The producer price indices (PPI) measure transaction prices, exclusive of VAT, for goods from industrial activities sold on the Italian market. Construction is excluded. Changes in the index provide a guide to inflation from the point of view of the product's producer/manufacturer and, in contrast to the consumer price index (CPI), excludes VAT and other deductible taxed associated with turnover.
The PPI measures prices at the producer level before they are passed along to consumers. Since the producer price index measures prices of consumer goods and capital equipment, a portion of the inflation at the producer level gets passed through to the consumer price index (CPI).
Because the index of producer prices measures price changes at an early stage in the economic process, it can serve as an indicator of future inflation trends. The producer price index and its sub-indexes are often used in business contracts for the adjustment of recurring payments. They also are used to deflate other values of economic statistics like the production index. It should be noted that the PPI excludes construction.

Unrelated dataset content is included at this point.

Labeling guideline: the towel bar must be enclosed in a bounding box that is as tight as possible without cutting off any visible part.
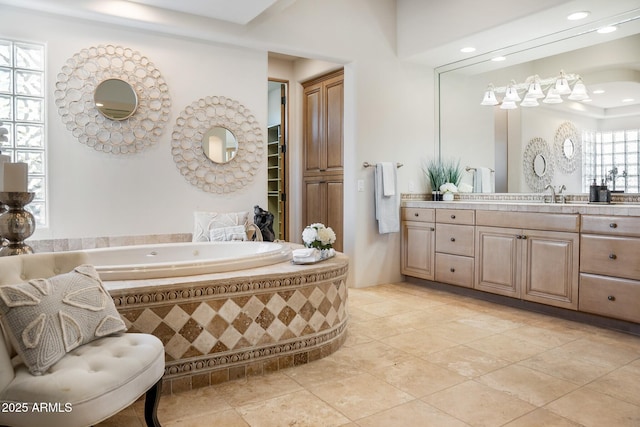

The PPI provides a key measure of inflation alongside the consumer price indexes and GDP deflators. The output price indexes measure change in manufacturer' goods prices produced and often are referred to as factory gate prices. Input prices are not limited to just those materials used in the final product, but also include what is required by the company in its normal day-to-day operations.
The PPI is considered a precursor of both consumer price inflation and profits. If the prices paid to manufacturers increase, businesses are faced with either charging higher prices or they taking a cut in profits. The ability to pass along price increases depends on the strength and competitiveness of the marketplace.
The bond market rallies when the PPI decreases or posts only small increases, but bond prices fall when the PPI posts larger-than-expected gains. The equity market rallies with the bond market because low inflation promises low interest rates and is good for profits.